La participation des employeurs au financement de la formation professionnelle continue est fixée, conventionnellement, à 1,60 % de la masse salariale brute de l'ensemble des salariés, quelle que soit la taille de l'entreprise. Ce taux inclut les obligations légales au titre du CIF CDI et de la professionnalisation, ainsi que l'obligation conventionnelle au titre du plan.
Cette participation des employeurs au financement de la formation professionnelle continue s'appliquera de la façon suivante :
– entreprises de 20 salariés et plus : 1,6 % à partir de 2011 ;
– entreprises de 10 à moins de 20 salariés :
– 1,05 % pour 2011 ;
– 1,25 % pour 2012 ;
– 1,60 % à partir de 2013 ;
– entreprises de moins de 10 salariés :
– 0,55 % pour 2011 ;
– 1,25 % pour 2012 ;
– 1,60 % à partir de 2013.
Ces pourcentages incluent les obligations légales au titre du CIF CDI, de la professionnalisation et du plan de formation.

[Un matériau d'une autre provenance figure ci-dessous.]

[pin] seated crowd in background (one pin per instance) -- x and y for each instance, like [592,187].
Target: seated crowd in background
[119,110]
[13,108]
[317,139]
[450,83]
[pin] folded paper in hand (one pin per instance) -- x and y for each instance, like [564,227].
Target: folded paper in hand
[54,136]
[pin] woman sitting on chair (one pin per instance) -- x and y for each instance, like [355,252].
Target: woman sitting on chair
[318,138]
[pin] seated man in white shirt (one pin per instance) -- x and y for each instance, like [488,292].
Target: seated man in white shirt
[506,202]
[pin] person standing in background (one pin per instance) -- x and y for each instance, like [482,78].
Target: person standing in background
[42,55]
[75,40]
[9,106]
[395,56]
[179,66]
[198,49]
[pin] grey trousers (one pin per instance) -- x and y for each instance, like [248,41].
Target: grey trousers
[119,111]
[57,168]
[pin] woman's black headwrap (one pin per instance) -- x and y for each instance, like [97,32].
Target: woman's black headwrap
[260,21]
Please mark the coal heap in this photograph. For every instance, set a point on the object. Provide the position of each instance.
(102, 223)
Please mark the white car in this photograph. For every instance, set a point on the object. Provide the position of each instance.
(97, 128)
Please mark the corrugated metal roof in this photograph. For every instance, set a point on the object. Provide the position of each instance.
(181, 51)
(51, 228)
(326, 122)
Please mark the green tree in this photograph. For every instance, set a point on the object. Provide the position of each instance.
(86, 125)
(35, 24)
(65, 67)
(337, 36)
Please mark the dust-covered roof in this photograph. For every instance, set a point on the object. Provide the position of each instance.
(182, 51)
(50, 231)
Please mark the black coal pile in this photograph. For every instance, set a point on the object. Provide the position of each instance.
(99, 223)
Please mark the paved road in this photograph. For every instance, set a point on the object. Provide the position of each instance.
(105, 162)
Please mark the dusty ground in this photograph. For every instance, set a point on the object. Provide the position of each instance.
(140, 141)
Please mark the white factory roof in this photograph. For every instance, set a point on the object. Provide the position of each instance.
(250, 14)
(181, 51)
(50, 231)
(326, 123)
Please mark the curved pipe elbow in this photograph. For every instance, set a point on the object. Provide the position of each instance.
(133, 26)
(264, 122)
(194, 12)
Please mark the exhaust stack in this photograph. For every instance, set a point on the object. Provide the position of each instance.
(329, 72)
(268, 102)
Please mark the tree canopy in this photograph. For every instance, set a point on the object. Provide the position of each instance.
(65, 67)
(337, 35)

Pour le calcul de l'effectif sont notamment exclus du calcul les salariés :
– apprentis, titulaires d'un CIE, CAE, CA, CUI, contrat de professionnalisation (art. L. 1111-3 du code du travail) ;
– salariés mis à disposition par une entreprise de temporaire, un groupement d'employeurs ou une association intermédiaire (art. R. 1111-1 du code du travail).
Pour le calcul de la masse salariale brute (MSB) sont notamment à inclure dans le calcul de la MSB :
– les rémunérations versées aux titulaires d'un CIE, CAE, CA, CUI, contrat de professionnalisation ;
– les rémunérations versées aux salariés permanents ou non des associations intermédiaires, des entreprises et structures d'insertion par l'économie ;
– les primes, indemnités et gratifications et autres avantages en argent ou nature y compris les pourboires (art. L. 242-1, al. 1, du code de la sécurité sociale) ;
– les primes liées à la fonction (assiduité, 13e mois, responsabilité…), les primes liées aux conditions particulières ou lieu de travail ou à des événements familiaux (art. L. 242-1, al. 1, du code de la sécurité sociale) ;
– les indemnités versées à l'occasion de la rupture du contrat de travail (indemnités compensatrices de préavis, de congés payés…) (art. L. 242-1, al. 12, du code de la sécurité sociale).